Looking Beyond GitHub
In the process of reevaluating my tools, GitHub now appears on the chopping block
Like most folks in our industry, I've been using GitHub extensively for a long time, and I've become very familiar with it (and, as a consequence, Git). For the most part, I do like doing version control in Git. There's a number of efforts afoot to try to propose alternate VC systems that solve common issues with Git, but I don't really see these gaining a huge traction. Then again, there's a lot of folks reevaluating a lot of common practices these days.
GitHub is a huge advantage gained for using Git: the tool makes it incredibly easy for me to host public and private projects, with all the CI bells and pages whistles I need. Nonetheless, I'm going to be working on getting myself off of GitHub over the next several months. Instead, I'll be spinning up my own Gitea server on Railway. Why? Ownership, cost, and control.
I have a very significant amount of code in GitHub: some public, mostly private, some in between. GitHub has fine features to facilitate collaboration on code, but nothing so granular as what I can do with my own server. Controlling code access is one thing, but being able to have easier control over my CI/CD infrastructure is also appealing. I might be getting some cost saving in some areas, but more importantly it's easier to set up custom infrastructure with my own server than fooling around with GitHub.

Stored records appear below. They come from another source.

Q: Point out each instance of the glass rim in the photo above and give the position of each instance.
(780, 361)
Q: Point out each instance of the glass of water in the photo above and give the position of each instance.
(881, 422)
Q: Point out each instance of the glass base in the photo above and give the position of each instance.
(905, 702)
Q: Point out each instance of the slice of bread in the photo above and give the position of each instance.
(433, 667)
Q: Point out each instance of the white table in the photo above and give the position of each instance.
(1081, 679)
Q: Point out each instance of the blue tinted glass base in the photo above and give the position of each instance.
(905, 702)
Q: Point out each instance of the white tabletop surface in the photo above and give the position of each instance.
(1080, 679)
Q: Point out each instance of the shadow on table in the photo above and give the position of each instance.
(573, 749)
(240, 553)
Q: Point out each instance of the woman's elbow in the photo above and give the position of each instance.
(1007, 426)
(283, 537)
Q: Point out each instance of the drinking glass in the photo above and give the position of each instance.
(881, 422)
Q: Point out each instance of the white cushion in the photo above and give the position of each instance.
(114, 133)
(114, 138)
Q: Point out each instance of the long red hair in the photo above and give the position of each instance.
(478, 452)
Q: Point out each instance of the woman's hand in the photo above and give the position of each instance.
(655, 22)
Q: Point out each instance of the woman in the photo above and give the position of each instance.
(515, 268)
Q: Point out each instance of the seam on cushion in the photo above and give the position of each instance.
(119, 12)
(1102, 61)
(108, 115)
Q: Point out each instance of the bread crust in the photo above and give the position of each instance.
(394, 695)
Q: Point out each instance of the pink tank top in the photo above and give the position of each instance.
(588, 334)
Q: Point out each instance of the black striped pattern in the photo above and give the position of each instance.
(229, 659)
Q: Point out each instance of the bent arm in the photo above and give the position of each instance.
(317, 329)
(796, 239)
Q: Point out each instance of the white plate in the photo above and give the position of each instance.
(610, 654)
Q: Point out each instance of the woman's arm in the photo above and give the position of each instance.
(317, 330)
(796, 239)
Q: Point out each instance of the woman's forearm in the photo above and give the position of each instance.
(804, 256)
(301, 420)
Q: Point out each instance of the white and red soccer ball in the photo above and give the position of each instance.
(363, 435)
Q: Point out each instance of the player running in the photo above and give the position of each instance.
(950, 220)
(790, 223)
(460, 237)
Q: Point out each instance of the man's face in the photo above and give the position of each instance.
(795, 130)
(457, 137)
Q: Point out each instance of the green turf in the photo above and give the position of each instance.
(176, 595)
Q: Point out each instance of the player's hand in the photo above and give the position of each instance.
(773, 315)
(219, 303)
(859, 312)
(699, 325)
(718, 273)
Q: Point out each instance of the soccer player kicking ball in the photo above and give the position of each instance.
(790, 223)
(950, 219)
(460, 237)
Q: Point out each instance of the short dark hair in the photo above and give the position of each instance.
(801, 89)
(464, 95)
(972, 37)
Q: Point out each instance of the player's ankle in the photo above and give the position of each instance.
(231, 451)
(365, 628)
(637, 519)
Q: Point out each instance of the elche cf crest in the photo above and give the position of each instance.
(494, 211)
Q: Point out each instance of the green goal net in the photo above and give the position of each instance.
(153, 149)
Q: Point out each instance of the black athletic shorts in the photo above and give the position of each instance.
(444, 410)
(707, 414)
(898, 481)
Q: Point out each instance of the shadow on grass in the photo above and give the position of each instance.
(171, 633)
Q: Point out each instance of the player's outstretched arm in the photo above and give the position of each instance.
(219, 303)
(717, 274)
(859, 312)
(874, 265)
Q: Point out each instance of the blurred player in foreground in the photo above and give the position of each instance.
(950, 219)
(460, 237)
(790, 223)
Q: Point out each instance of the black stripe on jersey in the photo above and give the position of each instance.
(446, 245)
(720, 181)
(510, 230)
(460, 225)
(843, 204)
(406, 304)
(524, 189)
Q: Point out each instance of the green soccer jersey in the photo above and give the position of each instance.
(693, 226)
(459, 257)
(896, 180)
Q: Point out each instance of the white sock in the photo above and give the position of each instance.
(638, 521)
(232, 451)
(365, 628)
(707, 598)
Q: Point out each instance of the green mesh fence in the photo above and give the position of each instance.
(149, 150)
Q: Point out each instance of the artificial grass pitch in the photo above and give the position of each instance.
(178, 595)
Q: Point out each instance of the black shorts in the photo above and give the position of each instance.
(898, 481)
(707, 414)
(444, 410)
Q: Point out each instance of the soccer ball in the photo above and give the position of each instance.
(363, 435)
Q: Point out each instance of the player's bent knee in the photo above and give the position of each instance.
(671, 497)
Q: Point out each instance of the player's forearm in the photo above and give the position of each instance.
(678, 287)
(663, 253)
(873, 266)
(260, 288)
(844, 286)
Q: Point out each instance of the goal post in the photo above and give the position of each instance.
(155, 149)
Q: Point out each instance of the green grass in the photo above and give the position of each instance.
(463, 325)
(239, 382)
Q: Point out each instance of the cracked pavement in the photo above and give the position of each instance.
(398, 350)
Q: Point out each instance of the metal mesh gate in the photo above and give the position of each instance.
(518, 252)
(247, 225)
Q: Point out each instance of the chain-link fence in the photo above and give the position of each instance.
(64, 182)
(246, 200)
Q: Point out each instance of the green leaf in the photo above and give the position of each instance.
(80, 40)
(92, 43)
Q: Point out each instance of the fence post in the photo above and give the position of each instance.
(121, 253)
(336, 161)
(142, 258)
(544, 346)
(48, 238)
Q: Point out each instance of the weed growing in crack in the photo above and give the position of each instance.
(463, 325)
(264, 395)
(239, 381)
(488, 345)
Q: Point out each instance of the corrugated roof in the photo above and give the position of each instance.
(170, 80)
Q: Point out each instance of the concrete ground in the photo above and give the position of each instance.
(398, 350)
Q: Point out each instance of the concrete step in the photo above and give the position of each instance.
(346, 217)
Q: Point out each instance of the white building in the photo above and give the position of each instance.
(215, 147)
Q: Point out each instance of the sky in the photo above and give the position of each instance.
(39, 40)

At an even higher level though, being able to have ownership of your own things is good these days. It's devastatingly simple to spin up a Gitea, committing me to not much more time than I normally would put into maintaining my GitHub while gaining a bit more platform independence. Lately I've been a huge advocate for owning your own tools; I think this mirrors my preference to roll your own code where practical. Increasingly, everything about our lives is becoming a subscription service requiring us to pay for the privilege of owning less - how exponentially impoverished we're becoming! Ownership isn't now about wealth; it's a matter of freedom.
So I'll be spinning up my own Gitea server, migrating off GitHub, and gaining a huge benefit - by my eyes. There remain issues:
- If I delete my GitHub, how do I find others' repos? How do they find mine?
- Gitea doesn't have an equivalent to Pages, but obviously this can be done through Railway. Need to figure a good architectural approach.
- Railway, funny enough, is built entirely around "give me a GitHub repo and we deploy that with no effort." There will be more effort now.
These problems will be ironed out, and I'll document on my blog how I get through these. The first point is a sticky one though: the industry is so used to being on GitHub. That's not as hard an expectation now as it was five years ago, but lacking any separate protocol for repo discovery this may be interesting. For public projects I might set up some kind of GitHub replication. Goodness knows!